Getting Started

Install MLSys·im and run your first analysis in under 5 minutes.

Prerequisites

MLSys·im assumes basic Python familiarity (variables, functions, pip install). No prior ML or hardware knowledge is required. Key concepts like roofline analysis, memory-bound vs. compute-bound, and FLOP/s are explained in context throughout the tutorials.

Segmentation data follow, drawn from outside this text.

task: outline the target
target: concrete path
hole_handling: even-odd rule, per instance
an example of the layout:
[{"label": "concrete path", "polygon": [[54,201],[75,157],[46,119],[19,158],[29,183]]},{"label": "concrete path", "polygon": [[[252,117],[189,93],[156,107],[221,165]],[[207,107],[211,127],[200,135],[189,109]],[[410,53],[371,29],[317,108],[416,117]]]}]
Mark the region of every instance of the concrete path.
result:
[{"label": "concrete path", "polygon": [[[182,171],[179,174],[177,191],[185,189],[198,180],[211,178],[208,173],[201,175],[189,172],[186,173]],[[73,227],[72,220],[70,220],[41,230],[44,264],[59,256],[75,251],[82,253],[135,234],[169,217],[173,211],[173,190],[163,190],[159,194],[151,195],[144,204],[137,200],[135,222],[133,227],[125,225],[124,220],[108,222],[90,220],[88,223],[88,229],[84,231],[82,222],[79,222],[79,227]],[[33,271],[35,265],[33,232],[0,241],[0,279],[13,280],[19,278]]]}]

For a full reference of terms, see the Glossary.

Installation

MLSys·im requires Python 3.10+ and installs cleanly with pip:

pip install mlsysim

For development or to follow along with tutorials locally:

git clone https://github.com/harvard-edge/cs249r_book
cd cs249r_book/mlsysim
pip install -e ".[dev]"

Verify the installation:

python -c "import mlsysim; print(mlsysim.__version__)"

Local install recommended

Tutorials are pure Python and run in any Python 3.10+ environment. The local workflow is the supported path for the current release and matches the commands used throughout the documentation.

Your First Analysis

Once installed, you can run a complete roofline analysis in five lines. The roofline model is the foundation of ML systems performance reasoning – it determines whether your workload is limited by compute (arithmetic units) or memory (data movement). For a visual walkthrough, see the Hardware Acceleration slide deck (Vol I, Ch 11).

import mlsysim
from mlsysim import Engine

# 1. Load a model and hardware from the vetted Zoo
model    = mlsysim.Models.Vision.ResNet50
hardware = mlsysim.Hardware.Cloud.A100

# 2. Solve -- the Engine applies the roofline model
profile = Engine.solve(model=model, hardware=hardware, batch_size=1, precision="fp16")

# 3. Read the results
print(f"Bottleneck: {profile.bottleneck}")              # → 'Memory'
print(f"Latency:    {profile.latency.to('ms'):~.2f}")   # → 0.54 ms
print(f"Throughput: {profile.throughput:.0f}")          # → 1843 / second

Working with units

MLSys·im uses the Pint library for physical units. All quantities carry attached units (ms, GB, TFLOP/s, etc.). Use .to('ms') to convert between units. Use .magnitude to extract the raw number when you need it for calculations or plotting.

Understanding the Output

Engine.solve() returns a PerformanceProfile – a structured result containing everything the roofline model can tell you about your workload.

Core fields

Field	What it means
`bottleneck`	`'Memory'` or `'Compute'` – which resource limits performance
`latency`	Time to process one batch, derived from the roofline ceiling
`throughput`	Samples per second = `batch_size / latency`
`latency_compute`	Time if only compute were the constraint
`latency_memory`	Time if only memory bandwidth were the constraint
`arithmetic_intensity`	Operations per byte – the x-axis of the roofline plot

Extended fields

Field	What it means
`energy`	Estimated energy consumption (Joules)
`memory_footprint`	Total memory required for the workload
`mfu`	Model FLOPs Utilization – fraction of peak compute achieved
`feasible`	Whether the workload fits in device memory

The key insight

If latency_memory > latency_compute, you are memory-bound: faster arithmetic units will not help. You need to increase batch size, use a more compute-dense operation (e.g., fused attention), or reduce data movement. If you are compute-bound, that is when parallelism and quantization pay off.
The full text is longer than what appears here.